Test with natural language prompts

Natural language prompts are more likely to answer a prompt directly without invoking a tool, since the model must decide on its own whether a tool is relevant. Check the terminal output for logging entries to confirm whether a tool was actually invoked. If it was not, try rephrasing the prompt or explicitly naming the tool.

  1. Enter the following prompt in the Copilot chat:

    Is the following text an invoice, contract, or memo?
    'Invoice B1234 for services rendered in January 2026. Total amount due: $5,000.'
    

    Copilot should recognize that the classify_document tool matches this request and invoke it automatically. Verify the result returns a classification. Check the terminal output to confirm the function was invoked.

  2. Enter the following prompt to test natural tool discovery for the summarize_text tool:

    Give me a brief summary of this text: 'Machine learning models require large datasets for training. The quality of the training data directly impacts model accuracy. Data preprocessing steps include cleaning, normalization, and feature extraction.'
    

    Copilot should invoke the summarize_text tool and return a summary. Verify the terminal output shows the function invocation.

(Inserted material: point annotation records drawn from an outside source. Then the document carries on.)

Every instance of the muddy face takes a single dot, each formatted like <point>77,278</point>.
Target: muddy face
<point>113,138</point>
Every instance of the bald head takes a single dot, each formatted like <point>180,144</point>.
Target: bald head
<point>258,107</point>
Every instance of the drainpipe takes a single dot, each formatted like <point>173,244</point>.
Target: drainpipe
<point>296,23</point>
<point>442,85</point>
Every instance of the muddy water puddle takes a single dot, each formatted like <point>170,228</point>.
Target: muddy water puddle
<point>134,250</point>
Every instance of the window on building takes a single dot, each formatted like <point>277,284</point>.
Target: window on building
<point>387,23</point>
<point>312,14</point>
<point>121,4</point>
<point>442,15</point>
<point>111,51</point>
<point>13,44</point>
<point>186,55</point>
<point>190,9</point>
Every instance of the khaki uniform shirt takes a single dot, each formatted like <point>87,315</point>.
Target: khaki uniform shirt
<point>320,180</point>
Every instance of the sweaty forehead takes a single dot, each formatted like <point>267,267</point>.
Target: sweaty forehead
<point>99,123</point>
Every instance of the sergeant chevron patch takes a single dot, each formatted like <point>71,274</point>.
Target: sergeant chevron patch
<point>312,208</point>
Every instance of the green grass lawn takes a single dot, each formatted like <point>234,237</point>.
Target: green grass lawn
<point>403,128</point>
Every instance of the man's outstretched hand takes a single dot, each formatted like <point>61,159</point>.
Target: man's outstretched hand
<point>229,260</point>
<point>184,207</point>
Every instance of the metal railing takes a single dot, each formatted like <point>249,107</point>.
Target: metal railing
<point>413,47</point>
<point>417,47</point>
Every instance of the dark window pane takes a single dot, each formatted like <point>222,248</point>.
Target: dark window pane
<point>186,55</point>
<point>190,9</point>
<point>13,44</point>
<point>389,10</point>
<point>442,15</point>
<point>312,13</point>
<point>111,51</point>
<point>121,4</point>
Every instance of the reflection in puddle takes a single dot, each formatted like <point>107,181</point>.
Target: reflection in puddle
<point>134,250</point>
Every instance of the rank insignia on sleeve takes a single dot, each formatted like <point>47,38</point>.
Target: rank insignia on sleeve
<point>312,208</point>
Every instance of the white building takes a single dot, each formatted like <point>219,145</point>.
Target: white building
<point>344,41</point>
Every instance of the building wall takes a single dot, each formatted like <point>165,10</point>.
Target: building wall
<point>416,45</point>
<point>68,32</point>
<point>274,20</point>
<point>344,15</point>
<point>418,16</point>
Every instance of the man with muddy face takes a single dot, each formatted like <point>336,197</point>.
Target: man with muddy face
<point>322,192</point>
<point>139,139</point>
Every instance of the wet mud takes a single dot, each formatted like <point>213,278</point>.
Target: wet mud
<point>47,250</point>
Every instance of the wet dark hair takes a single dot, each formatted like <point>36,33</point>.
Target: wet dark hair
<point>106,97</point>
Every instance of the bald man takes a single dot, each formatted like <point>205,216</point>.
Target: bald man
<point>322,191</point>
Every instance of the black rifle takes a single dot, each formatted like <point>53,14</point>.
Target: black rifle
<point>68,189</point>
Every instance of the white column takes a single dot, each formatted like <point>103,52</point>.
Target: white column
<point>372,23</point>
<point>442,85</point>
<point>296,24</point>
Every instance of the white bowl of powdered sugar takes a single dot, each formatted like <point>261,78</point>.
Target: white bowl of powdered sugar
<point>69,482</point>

  3. Press Shift+F5 to stop the debugger and shut down the Functions runtime.

Next steps

In a production scenario, you would deploy the function app to Azure using the Flex Consumption plan, authenticate MCP client connections with the mcp_extension system key, and replace the placeholder logic in each tool function with calls to Azure AI services using DefaultAzureCredential and the function app's managed identity. For more details, see the Azure Functions MCP extension documentation.

Troubleshooting

If you encounter issues while completing this exercise, try the following troubleshooting steps:

Azure Functions Core Tools not starting

  • Confirm that Azure Functions Core Tools v4 or later is installed by running func --version in the terminal.
  • Verify that port 7071 is not in use by another process.
  • Ensure local.settings.json exists in the project root. The Azure Functions extension generates this file during project creation.

MCP tools not appearing in Copilot

  • Verify that .vscode/mcp.json is saved and the URL matches the local endpoint (http://localhost:7071/runtime/webhooks/mcp/sse).
  • Confirm the Functions runtime is running and shows both tool trigger functions in the terminal output.
  • Try restarting Visual Studio Code if the MCP server configuration is not detected after saving the file.

Function invocation returns errors

  • Check the terminal output for Python exceptions or stack traces.
  • Verify function_app.py has correct indentation and that all code was entered as shown.
  • Confirm the virtual environment is activated and all dependencies from requirements.txt are installed.

Check Python environment and dependencies

  • Confirm that Visual Studio Code is using the Python interpreter from the .venv folder by running the Python: Select Interpreter command.
  • Verify that all packages from requirements.txt were installed successfully by running pip list in the integrated terminal.